Overview

Today I’m going to write about four viz types that have solved a lot of problems for me but that I don’t see out in the wild very often.  I really like each of these approaches as they are analytically sharp and pack an emotional wallop.

Note: a collection of dashboards illustrating each of these types may be found at the end of this post.

 

1) Highlight Table

This one always resonates well with students in my Tableau classes.  Consider this Superstore sales cross-tab that shows profit broken down by sub-category and region.  Can you easily discern which combination of sub-category and region are performing well and which are performing poorly?

A visually impoverished spreadsheet

Now let’s see what happens if we take the same data but present it in a highlight table.

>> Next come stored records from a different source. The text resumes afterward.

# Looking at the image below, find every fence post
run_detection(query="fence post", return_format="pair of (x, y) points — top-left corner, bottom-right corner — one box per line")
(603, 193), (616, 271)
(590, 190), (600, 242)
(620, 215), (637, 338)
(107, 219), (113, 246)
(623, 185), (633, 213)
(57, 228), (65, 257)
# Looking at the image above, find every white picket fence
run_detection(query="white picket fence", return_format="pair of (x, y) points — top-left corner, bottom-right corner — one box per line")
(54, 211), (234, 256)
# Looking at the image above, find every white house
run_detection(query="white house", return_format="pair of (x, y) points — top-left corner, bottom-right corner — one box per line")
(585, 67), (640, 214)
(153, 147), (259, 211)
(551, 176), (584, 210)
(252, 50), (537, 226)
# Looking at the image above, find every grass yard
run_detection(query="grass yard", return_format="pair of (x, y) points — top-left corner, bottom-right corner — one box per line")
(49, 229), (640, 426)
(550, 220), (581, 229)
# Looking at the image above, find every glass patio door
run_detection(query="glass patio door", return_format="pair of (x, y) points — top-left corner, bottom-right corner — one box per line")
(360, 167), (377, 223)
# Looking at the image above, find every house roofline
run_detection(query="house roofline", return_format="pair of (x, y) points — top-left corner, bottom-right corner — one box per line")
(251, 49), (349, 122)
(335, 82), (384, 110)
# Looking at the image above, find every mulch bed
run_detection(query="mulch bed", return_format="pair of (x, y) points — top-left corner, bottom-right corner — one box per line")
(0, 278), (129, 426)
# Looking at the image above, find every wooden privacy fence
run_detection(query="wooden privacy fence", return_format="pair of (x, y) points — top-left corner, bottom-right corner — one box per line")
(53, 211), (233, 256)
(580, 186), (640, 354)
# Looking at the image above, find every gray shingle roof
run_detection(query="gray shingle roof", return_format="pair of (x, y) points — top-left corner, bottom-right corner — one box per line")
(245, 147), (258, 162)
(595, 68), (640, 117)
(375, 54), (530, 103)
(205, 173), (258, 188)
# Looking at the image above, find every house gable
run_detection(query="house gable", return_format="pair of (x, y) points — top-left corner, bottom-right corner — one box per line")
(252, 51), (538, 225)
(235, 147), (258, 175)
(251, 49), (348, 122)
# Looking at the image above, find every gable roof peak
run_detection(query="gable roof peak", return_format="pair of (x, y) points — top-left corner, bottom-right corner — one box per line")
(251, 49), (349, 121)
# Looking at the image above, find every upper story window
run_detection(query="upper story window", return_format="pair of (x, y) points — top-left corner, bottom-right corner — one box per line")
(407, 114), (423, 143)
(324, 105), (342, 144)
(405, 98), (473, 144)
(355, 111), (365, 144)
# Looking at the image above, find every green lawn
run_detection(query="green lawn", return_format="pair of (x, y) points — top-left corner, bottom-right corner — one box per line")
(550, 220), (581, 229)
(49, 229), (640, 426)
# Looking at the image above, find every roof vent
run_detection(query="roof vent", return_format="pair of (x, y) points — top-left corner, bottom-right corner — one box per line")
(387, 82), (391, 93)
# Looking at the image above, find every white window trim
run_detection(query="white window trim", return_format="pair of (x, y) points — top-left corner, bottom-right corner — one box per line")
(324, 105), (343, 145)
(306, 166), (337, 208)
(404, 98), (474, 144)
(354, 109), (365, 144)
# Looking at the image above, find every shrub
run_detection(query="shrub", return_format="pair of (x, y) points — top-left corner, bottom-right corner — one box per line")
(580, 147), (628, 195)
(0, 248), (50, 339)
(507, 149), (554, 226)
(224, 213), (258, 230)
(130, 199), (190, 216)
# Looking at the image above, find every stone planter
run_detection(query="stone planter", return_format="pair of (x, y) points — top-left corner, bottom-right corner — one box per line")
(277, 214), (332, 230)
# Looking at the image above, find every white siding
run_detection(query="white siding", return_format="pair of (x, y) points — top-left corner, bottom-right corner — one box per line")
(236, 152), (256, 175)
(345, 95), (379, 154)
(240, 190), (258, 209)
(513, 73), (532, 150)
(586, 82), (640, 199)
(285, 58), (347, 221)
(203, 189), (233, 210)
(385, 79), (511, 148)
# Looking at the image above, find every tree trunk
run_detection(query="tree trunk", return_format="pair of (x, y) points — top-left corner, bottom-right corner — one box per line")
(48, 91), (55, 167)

With a highlight table the high and low performers really stand out

With this you can tell “from the back of the room” that Office Machines in the South are doing great and that Tables in the East or doing poorly.  Indeed, Tables are doing poorly across all four regions.

In addition to its clarity I like this approach because it’s so easy to create in Tableau and that is serves as a type of “gateway” visualization for people that are shackled to spreadsheets.  That is, people can still have their raw numbers, but they can really see what’s working and what isn’t.

 

Why Not Use a Heat Map?

I’m the first to recognize that the highlight table just shows one measure (in this case, profit) across multiple dimensions.  A heat map would allow us use size for sales magnitude and color for profitability.

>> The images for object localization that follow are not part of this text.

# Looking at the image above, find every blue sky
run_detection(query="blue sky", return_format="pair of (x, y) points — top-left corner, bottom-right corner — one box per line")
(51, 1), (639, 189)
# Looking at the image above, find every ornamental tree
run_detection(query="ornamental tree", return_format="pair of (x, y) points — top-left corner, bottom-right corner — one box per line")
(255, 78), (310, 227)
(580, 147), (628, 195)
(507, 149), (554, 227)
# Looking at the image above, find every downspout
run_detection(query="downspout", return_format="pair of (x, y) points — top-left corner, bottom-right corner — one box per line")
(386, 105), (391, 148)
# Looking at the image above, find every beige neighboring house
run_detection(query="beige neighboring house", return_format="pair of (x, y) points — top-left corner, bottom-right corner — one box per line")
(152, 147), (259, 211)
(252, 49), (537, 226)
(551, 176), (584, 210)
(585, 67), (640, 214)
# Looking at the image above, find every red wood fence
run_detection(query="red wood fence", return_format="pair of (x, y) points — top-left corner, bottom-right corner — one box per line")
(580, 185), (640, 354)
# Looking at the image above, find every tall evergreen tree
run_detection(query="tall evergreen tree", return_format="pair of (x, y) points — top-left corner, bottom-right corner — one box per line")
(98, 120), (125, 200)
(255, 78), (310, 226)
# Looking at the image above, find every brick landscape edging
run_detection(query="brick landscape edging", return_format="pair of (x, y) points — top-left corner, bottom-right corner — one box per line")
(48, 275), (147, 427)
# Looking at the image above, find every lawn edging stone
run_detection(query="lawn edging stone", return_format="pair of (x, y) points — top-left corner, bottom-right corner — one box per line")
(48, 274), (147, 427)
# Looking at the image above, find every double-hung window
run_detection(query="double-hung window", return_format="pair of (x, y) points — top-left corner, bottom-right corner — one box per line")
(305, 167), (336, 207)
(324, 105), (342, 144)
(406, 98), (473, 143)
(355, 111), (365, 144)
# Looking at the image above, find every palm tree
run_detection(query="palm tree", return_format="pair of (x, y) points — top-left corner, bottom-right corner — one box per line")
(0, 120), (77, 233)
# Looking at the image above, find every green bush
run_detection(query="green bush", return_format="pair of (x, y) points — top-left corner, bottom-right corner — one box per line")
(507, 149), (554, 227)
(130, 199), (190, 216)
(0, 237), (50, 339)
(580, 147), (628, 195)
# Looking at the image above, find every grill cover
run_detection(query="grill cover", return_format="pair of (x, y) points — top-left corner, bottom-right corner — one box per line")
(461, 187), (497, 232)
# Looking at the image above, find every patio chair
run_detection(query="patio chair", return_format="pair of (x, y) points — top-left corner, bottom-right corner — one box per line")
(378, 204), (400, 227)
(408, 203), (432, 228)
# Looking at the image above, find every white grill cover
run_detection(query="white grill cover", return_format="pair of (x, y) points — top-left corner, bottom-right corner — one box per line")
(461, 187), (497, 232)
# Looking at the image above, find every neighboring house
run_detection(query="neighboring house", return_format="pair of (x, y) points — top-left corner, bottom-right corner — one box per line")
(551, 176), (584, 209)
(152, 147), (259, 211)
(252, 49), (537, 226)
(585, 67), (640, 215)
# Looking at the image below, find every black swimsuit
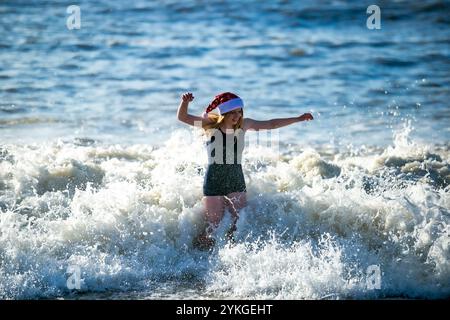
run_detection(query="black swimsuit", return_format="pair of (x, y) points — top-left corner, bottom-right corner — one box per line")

This heat map shows magnitude of sales and degree of profit

Which chart type you use depends on what you want to relate but I think the heat map dilutes the message that is so viscerally clear with the highlight table.

 

2) Jitterplot (aka, “Strip Plot”)

I only recently discovered  and blogged about the the joys of this viz type, and I’m still over the moon with just how many problems this approach solves for me (and I suspect for others).

Consider this profit distribution plot where we place Order ID on the level of detail.

With this distribution plot it’s difficult to see the concentration of overlapping marks

One can surmise from the standard deviation bars that most of the marks cluster in the center, but this visualization really doesn’t “sing”.  Contrast this with the visualization below where we leverage the x-axis and “jitter” the marks left and right of center.

By “jittering” the marks we can really see where the bulk of profits are concentrated

 

3) Bar-in-Bar

I first came across this viz type six years ago when I was using Tableau 2.0.  I was trying to compare two measures against each other and was miffed that I could not control the spacing between the major category groupings; i.e., the clustering between 2012 and 2011 within one category is the same as the spacing between bars across categories, as shown below.

Tableau’s lack of clustering control makes it hard to compare bars pairs

This makes for a tough read.  I complained to Tableau’s “Yoda”, Marc Reuter, and he suggested I create a bar-in-bar chart, like the one shown here.

The Bar-in-Bar chart makes it easy to compare value pairs

The chart is clear, easy-to-read, and it takes up a little less screen real estate.    We do, however, need to display a legend.

 

4) Divergent (or Staggered) Stacked Bar Chart

I’ve written about this viz type quite a bit (see this post and that post) and while this was initially conceived as something that would elegantly handle Likert scale survey questions it is proving to be a great way to see how sentiment / performance skew positive or negative across multiple dimensions.

Going back to our Superstore Sales data, suppose we wanted to see the percentage of orders that took a certain number of days to ship (0 days, 1 day, 2 days … up to 5 or more days).  A traditional stacked bar chart is easy to create, but very difficult to grok.

A collection of 100-percent stacked bar charts is very difficult to read

Compare the chart above with a divergent stacked bar chart where 0 to 2 days is considered good and 3 or more days is considered poor, and where the goal is to have 80% of orders shipped in two or fewer days.

A divergent stacked-bar chart showing all values

I’ve also included an option to just show good / bad in a more binary form.

A divergent stacked bar chart showing just good vs. bad values

I’ve long suspected that survey folks who ask to just see the percentage of respondents that chose the “top two boxes” request this because nobody had presented them with a divergent stacked bar approach.  With this type of chart you can see both the big picture and the details.